Si la communauté internationale n'agit pas, a souligné M. Harper, il y aura une recrudescence de l'utilisation de ces types d'armes dans l'avenir.

Questionné sur la raison pour laquelle le Canada ne participait pas à une éventuelle opération militaire contre la Syrie, Stephen Harper a répondu que Washington n'avait pas demandé d'assistance militaire au Canada. Il a ajouté que de toute façon, les forces canadiennes ne disposent pas des ressources nécessaires pour mener ce genre d'intervention à l'étranger.

Le premier ministre Stephen Harper a précisé vendredi dans un communiqué que son gouvernement fournirait 45 millions de dollars d'aide supplémentaire à la Syrie. Ce montant s'ajoute aux 203,5 millions de dollars versés par Ottawa en aide humanitaire en réponse à la crise en Syrie depuis janvier 2012.

Washington toujours en quête d'alliés

En dépit des efforts déployés par le président américain pour convaincre ses homologues de la nécessité d'une intervention militaire contre la Syrie, aucun nouveau pays ne s'est rangé aux côtés de Washington.

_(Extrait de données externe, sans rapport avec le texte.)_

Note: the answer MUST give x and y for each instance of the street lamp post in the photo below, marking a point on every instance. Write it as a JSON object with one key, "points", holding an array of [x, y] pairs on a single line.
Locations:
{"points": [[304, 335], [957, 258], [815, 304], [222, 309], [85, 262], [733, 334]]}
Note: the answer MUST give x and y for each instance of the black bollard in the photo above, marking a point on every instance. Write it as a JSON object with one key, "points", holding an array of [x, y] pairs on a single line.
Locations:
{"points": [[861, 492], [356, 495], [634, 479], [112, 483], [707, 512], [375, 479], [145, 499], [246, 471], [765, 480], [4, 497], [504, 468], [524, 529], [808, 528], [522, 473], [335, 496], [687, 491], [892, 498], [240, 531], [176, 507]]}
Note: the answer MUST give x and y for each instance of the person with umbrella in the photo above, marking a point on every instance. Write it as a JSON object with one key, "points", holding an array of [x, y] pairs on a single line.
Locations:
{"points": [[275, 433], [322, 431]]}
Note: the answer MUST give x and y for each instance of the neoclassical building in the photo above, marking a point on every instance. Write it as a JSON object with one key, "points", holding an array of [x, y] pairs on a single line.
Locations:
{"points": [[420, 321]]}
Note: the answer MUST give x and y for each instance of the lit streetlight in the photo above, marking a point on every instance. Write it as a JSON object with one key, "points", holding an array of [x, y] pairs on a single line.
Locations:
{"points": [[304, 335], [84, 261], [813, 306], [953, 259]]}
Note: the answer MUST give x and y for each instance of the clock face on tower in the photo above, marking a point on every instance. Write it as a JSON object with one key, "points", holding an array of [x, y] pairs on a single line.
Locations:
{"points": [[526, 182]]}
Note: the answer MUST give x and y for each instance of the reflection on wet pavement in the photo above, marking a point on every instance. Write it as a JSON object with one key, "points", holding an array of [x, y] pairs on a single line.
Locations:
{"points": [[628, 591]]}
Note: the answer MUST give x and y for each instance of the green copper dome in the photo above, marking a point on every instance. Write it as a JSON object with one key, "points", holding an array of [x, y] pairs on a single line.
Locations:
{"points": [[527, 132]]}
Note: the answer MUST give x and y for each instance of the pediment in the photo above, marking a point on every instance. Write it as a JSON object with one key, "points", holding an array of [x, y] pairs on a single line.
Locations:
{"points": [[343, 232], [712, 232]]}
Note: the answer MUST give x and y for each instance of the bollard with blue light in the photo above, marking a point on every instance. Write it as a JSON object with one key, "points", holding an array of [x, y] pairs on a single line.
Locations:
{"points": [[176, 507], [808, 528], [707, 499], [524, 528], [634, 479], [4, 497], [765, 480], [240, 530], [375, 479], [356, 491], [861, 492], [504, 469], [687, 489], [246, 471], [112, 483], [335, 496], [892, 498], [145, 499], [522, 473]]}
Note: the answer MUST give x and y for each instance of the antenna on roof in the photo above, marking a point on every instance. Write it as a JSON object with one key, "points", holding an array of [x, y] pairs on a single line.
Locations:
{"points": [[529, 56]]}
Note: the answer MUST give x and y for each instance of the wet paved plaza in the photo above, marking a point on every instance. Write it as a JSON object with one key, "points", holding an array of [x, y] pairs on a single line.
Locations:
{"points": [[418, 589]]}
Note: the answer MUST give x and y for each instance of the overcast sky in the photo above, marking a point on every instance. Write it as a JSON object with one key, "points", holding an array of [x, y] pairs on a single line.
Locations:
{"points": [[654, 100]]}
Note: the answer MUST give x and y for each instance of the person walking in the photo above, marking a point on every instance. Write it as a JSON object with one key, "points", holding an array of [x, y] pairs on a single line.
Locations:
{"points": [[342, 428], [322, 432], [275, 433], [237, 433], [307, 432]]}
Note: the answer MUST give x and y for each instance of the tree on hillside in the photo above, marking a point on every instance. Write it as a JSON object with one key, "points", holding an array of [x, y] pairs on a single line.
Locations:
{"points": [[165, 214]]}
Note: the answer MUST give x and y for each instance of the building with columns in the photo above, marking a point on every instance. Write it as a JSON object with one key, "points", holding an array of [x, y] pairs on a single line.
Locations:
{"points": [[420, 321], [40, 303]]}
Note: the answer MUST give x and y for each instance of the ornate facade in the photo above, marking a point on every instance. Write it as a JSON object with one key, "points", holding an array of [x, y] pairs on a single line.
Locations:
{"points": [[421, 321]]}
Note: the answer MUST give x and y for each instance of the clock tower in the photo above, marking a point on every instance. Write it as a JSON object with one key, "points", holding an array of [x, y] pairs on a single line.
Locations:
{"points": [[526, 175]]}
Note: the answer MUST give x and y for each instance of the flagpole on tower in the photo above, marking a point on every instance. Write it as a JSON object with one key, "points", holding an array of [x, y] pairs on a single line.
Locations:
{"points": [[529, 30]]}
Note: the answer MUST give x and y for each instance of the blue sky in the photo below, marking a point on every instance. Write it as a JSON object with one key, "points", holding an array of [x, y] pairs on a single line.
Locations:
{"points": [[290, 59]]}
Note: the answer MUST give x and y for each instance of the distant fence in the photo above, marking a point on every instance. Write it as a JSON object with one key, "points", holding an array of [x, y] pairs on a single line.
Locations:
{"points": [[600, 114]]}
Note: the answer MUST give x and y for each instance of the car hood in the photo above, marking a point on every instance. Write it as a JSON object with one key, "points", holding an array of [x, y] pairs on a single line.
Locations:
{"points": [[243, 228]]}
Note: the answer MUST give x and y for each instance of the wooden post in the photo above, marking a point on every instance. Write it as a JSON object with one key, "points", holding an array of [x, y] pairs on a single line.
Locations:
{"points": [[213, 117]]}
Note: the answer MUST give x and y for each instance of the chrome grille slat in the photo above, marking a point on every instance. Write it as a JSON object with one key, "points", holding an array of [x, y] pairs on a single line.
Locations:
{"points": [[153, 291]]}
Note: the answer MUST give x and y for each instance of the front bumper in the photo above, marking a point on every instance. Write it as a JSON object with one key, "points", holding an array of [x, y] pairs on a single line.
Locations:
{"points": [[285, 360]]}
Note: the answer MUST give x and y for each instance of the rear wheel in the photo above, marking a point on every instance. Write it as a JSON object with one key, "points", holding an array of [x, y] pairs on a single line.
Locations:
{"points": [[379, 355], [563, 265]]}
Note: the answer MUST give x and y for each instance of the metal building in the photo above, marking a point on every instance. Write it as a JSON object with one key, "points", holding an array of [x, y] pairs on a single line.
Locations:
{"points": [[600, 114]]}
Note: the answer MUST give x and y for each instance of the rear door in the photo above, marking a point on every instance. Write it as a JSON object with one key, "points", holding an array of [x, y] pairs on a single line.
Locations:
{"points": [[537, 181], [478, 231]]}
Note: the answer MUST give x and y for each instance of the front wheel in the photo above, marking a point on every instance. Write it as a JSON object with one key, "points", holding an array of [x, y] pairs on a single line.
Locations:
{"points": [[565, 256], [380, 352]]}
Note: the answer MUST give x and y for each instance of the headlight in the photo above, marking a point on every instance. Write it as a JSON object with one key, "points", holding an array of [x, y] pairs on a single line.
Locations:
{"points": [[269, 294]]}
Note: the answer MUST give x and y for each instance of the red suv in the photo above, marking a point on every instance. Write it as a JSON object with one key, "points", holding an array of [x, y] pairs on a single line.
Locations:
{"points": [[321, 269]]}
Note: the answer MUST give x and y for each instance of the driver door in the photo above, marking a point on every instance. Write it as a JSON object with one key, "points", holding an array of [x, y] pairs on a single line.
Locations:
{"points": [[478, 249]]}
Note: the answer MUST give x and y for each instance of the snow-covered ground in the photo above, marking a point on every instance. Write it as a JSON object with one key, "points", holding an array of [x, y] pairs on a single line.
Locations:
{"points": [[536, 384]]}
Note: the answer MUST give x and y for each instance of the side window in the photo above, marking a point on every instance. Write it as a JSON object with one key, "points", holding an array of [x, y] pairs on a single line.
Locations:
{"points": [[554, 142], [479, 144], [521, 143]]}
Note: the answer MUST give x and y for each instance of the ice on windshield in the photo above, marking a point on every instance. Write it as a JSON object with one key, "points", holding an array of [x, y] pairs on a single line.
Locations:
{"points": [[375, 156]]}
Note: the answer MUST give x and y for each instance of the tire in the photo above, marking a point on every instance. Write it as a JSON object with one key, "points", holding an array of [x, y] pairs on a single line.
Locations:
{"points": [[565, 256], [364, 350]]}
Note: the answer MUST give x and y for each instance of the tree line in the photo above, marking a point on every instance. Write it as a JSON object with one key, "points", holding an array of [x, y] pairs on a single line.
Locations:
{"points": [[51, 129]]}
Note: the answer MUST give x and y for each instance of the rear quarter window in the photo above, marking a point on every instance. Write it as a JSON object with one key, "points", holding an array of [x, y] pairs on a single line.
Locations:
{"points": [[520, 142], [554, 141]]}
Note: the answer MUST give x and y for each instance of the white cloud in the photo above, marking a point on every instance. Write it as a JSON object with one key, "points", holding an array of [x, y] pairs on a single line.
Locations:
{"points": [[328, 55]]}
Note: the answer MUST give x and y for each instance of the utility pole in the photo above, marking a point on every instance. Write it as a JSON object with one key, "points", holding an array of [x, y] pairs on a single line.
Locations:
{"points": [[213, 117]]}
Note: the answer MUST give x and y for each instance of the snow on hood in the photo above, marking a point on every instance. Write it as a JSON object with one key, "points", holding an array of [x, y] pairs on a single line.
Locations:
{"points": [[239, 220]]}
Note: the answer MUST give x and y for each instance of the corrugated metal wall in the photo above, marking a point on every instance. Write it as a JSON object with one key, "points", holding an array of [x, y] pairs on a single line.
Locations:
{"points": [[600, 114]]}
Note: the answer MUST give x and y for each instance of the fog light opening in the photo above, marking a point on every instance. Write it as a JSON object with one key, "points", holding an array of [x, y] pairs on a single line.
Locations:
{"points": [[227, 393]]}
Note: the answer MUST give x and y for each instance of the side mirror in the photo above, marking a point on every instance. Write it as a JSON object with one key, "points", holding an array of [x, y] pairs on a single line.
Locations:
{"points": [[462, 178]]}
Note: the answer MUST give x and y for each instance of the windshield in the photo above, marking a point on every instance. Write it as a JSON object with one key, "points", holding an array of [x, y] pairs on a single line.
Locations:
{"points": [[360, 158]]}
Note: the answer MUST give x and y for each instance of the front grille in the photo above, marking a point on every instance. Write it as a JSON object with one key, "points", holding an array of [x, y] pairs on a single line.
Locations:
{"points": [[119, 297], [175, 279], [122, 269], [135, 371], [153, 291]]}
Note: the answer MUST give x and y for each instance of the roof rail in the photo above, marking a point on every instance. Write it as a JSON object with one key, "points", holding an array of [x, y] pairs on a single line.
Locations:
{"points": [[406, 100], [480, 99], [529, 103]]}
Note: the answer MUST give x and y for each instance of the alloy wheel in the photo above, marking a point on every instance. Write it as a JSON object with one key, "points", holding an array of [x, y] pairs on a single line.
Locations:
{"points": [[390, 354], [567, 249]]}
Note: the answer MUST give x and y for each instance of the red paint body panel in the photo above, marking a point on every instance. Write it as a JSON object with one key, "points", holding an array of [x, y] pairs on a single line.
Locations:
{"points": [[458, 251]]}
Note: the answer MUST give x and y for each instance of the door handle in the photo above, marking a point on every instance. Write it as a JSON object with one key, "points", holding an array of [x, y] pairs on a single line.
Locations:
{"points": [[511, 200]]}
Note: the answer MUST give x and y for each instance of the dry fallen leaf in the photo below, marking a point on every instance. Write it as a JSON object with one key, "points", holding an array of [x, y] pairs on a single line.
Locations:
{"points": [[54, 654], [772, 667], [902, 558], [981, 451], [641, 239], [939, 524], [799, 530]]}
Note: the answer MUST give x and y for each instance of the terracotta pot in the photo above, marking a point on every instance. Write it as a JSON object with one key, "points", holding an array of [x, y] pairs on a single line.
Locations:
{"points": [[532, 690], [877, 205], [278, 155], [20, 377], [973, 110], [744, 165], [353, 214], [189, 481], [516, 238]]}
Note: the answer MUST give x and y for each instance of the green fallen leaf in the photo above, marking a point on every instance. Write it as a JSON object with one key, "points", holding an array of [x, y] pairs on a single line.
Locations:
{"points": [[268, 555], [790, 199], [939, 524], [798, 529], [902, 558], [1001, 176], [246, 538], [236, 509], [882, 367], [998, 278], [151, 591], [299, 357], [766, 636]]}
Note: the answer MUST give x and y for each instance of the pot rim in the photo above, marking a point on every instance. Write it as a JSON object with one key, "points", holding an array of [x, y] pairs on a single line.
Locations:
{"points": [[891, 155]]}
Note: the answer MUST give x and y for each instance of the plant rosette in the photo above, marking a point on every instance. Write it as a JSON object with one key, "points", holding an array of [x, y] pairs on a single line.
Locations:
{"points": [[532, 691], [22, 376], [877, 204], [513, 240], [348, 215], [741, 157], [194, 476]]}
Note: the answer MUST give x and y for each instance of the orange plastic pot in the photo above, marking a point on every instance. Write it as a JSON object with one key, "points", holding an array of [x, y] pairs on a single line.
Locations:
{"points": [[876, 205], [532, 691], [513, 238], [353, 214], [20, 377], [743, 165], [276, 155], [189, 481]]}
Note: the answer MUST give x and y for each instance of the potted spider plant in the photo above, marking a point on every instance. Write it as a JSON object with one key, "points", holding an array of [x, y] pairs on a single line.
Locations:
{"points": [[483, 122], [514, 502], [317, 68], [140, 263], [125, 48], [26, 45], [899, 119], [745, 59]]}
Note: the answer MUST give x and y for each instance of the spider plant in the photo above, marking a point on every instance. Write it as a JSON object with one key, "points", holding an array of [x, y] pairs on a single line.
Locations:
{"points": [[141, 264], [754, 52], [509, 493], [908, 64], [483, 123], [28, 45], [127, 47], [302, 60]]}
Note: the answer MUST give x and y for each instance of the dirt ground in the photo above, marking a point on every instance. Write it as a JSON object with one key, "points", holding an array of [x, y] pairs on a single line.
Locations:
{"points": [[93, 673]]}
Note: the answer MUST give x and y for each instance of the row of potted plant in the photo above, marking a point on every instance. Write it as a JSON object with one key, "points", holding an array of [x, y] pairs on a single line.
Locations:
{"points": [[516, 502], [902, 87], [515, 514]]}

Se butant à la tiédeur de leurs alliés et à la puissante opposition de la Russie et de la Chine à toute action militaire non sanctionnée par l'ONU contre le régime de Bachar Al-Assad, les États-Unis et la France ressortent affaiblis du G20.

Seuls à vouloir lancer immédiatement une intervention militaire contre le régime du dictateur Bachar Al-Assad, les présidents français et américain devront de plus convaincre leur parlement respectif du bien-fondé d'une attaque contre la Syrie dans un contexte de vive tension avec la Russie et sans l'aval de l'ONU.

En attendant le rapport des enquêteurs

Pour la majorité des pays présents au sommet de Saint-Pétersbourg, il convient d'attendre les résultats de l'enquête menée par les experts en armes chimiques des Nations unies en Syrie, avant de lancer des frappes militaires contre le régime de Bachar Al-Assad en dépit des soupçons qui pèsent contre lui.

Les experts en armes chimiques de l'ONU devraient être en mesure de déposer un rapport provisoire mardi prochain, soit le 10 septembre, selon des sources à la Maison-Blanche.

Plusieurs gouvernements, dont ceux de la Russie et de la Chine, exigent des preuves de l'implication du régime Al-Assad dans les attaques chimiques du 21 août dernier et estiment essentiel que toute action militaire soit au préalable approuvée par le Conseil de sécurité de l'ONU, qui inclut la Russie et la Chine.

Un point de vue que partage aussi l'envoyé spécial de l'ONU au sommet de Saint-Pétersbourg, Lakhdar Brahimi, qui a déclaré vendredi à la sortie du G20 qu'aucun pays ne peut prendre sur lui d'appliquer seul la loi et que toute action militaire dans le dossier syrien doit être sanctionnée par le Conseil de sécurité de l'ONU.

Le Parlement syrien demande de ne pas intervenir

Le président du Parlement syrien, Jihad Al-Lahham, a par ailleurs exhorté vendredi les parlementaires américains à ne pas autoriser de frappe militaire contre son pays.

« Nous vous demandons de ne pas prendre de mesure irréfléchie, alors que vous avez le pouvoir de pousser les États-Unis à quitter la voie de la guerre pour celle de la diplomatie », déclare Jihad Al-Lahham dans une lettre adressée aux élus américains.

M. Al-Lahham demande que sa missive soit transmise à chaque élu américain avant le début des discussions et du vote au Congrès, requis à la demande du président Barack Obama.